Ce manque de discours public est un autre élément qui provoque une lutte pour l’innovation.

D’autre part, Mogi observe que “sur le plan culturel, le Japon est en fait très doué pour perturber le statu quo. Vous pouvez probablement mentionner les mangas et les anime qui ont été des expressions relativement… libres d’esprit.”

Il cite également des exemples historiques de perturbation rapide du statu quo à l’époque de la restauration Meiji et après la guerre du Pacifique.

Cependant, il peut s’agir d’exceptions car “typiquement, ce type de changement social vraiment rapide ne se produit que lorsque la situation devient vraiment, vraiment désastreuse, et que les gens ne peuvent plus supporter le statu quo”.

Un autre aspect de l’innovation est kaizenqui est la tradition de modifier des concepts et des processus étrangers pour les adapter à la société japonaise.
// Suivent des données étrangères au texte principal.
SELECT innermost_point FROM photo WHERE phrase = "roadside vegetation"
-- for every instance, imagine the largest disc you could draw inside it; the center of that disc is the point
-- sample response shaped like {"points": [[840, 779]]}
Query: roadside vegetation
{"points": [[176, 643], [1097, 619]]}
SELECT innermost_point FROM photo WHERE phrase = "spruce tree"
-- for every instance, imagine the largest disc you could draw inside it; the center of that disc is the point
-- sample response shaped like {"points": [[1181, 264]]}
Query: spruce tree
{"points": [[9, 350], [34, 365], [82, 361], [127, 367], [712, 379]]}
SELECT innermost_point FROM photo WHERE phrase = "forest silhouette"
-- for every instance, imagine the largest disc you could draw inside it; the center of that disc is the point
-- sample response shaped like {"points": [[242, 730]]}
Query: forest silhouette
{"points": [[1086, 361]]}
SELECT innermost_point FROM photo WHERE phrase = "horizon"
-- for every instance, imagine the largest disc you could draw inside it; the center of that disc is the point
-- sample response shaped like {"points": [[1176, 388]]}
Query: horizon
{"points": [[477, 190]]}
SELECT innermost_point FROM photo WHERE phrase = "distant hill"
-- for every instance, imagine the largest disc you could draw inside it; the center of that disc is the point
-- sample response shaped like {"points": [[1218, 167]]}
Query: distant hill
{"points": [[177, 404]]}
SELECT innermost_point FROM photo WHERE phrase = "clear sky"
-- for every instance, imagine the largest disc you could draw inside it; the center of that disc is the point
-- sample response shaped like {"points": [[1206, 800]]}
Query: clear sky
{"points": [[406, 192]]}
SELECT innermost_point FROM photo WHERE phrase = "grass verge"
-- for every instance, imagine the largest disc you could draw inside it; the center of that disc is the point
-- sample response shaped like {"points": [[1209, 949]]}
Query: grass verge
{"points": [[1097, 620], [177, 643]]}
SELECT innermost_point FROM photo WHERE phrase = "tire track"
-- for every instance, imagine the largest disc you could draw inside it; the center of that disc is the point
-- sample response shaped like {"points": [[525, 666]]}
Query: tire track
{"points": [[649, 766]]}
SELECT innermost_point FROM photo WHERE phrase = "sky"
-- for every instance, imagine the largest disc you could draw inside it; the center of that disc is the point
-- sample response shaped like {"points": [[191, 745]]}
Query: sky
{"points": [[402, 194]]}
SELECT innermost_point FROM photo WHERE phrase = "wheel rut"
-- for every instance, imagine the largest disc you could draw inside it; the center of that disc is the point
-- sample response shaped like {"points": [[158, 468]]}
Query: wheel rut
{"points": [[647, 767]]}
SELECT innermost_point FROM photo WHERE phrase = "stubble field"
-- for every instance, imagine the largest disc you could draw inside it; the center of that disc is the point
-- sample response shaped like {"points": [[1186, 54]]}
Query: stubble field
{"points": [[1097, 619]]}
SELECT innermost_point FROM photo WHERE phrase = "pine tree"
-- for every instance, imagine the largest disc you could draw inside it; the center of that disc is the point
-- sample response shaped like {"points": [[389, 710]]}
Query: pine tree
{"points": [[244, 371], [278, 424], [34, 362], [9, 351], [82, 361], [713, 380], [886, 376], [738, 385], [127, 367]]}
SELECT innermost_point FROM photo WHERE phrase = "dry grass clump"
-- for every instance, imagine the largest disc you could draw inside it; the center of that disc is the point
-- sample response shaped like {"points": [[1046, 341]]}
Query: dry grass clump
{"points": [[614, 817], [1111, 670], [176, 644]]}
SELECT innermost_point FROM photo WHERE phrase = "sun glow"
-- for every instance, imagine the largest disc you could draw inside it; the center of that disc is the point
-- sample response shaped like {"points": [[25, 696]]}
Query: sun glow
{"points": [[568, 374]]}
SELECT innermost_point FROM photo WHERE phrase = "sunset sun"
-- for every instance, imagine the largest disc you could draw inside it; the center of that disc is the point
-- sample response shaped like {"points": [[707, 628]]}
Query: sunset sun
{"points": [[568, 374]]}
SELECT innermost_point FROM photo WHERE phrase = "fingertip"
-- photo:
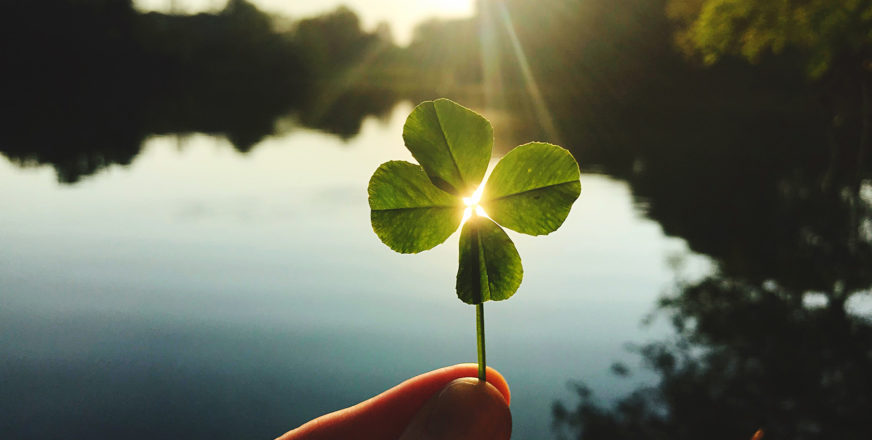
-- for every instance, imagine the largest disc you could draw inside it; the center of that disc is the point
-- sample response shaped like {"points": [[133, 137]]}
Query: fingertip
{"points": [[465, 409], [493, 377]]}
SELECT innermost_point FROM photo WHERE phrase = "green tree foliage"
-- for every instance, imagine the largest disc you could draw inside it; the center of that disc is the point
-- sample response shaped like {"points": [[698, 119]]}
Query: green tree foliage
{"points": [[824, 31]]}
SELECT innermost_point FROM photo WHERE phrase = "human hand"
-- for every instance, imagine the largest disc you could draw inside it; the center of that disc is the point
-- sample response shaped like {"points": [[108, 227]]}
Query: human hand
{"points": [[448, 403]]}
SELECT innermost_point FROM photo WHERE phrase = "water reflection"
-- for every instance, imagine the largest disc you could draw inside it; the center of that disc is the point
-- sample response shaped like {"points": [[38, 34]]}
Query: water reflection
{"points": [[745, 356], [779, 336]]}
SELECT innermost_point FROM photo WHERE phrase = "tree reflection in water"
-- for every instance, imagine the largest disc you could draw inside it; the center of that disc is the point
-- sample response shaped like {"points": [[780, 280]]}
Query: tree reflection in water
{"points": [[774, 338]]}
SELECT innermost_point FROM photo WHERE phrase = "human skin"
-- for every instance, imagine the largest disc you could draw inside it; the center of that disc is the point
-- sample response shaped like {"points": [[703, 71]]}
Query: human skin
{"points": [[445, 403]]}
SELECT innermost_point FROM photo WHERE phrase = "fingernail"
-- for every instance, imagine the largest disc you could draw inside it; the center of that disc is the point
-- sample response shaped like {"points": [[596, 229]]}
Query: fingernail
{"points": [[463, 409]]}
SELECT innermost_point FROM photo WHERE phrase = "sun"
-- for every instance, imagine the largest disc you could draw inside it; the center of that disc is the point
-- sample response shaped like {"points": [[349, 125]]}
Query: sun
{"points": [[472, 206]]}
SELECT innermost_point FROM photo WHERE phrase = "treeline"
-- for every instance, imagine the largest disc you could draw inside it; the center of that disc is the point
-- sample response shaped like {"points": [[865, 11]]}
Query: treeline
{"points": [[84, 82]]}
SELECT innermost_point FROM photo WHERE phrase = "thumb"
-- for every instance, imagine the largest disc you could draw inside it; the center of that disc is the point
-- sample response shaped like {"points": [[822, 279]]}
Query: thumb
{"points": [[464, 409]]}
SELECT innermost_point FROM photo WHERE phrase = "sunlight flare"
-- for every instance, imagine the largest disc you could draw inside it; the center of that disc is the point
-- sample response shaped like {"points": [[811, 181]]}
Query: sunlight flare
{"points": [[472, 205]]}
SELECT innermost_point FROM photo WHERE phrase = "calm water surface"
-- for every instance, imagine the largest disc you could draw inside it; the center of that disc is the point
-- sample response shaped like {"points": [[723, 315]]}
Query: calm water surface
{"points": [[201, 292]]}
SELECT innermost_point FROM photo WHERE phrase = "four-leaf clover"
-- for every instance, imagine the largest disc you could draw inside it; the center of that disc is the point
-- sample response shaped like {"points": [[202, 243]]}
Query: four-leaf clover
{"points": [[416, 207]]}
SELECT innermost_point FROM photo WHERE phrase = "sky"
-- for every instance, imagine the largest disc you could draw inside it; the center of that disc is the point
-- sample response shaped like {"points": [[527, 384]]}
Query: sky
{"points": [[402, 15]]}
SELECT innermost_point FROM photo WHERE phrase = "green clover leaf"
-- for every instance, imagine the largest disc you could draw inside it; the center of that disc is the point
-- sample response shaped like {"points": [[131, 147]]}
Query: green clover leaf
{"points": [[416, 207]]}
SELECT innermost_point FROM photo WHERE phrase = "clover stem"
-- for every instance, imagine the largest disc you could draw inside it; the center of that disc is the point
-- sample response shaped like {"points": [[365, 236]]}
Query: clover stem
{"points": [[479, 330]]}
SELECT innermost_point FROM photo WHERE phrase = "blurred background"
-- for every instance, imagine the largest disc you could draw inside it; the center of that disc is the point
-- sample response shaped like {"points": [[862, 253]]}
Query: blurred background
{"points": [[186, 252]]}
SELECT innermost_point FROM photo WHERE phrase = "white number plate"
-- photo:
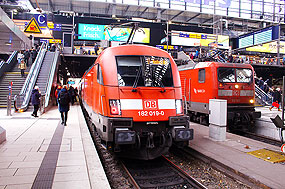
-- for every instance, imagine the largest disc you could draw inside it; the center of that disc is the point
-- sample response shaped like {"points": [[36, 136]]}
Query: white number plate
{"points": [[151, 113]]}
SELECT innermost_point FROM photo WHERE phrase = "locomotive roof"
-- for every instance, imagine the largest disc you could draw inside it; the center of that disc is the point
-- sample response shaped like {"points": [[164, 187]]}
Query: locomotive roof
{"points": [[214, 64], [136, 49]]}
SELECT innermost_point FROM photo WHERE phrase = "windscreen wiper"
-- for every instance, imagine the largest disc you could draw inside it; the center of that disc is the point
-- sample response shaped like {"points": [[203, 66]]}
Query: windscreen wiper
{"points": [[137, 80]]}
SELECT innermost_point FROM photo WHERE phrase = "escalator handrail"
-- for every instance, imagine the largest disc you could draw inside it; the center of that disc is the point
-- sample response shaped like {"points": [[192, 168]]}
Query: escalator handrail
{"points": [[11, 57], [32, 77], [50, 78], [7, 66]]}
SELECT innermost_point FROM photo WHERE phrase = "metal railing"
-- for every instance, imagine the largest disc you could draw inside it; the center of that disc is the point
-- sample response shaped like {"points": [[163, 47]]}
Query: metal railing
{"points": [[7, 66], [21, 101], [265, 99], [50, 78]]}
“Traditionnellement, le Japon a en fait incorporé de nombreuses cultures chinoises au Japon et les a affinées”. Le Japon occupe une position stratégique entre la Chine et les États-Unis, ce qui lui permet de “cueillir les meilleurs aspects de l’innovation chinoise et de les diffuser dans le monde.”

En ce qui concerne l’avenir, Mogi explique qu’il y a “deux niveaux”.

“Au niveau individuel, je pense que la société japonaise fait des progrès, mais au niveau systémique, notamment en politique, ils stagnent vraiment.”

“Le plus grand défi est l’éducation”, soutient-il, “je vois beaucoup de jeunes gens talentueux, mais ils perdent leur temps à bachoter pour les examens d’entrée… la véritable clé est la réforme du système éducatif japonais.”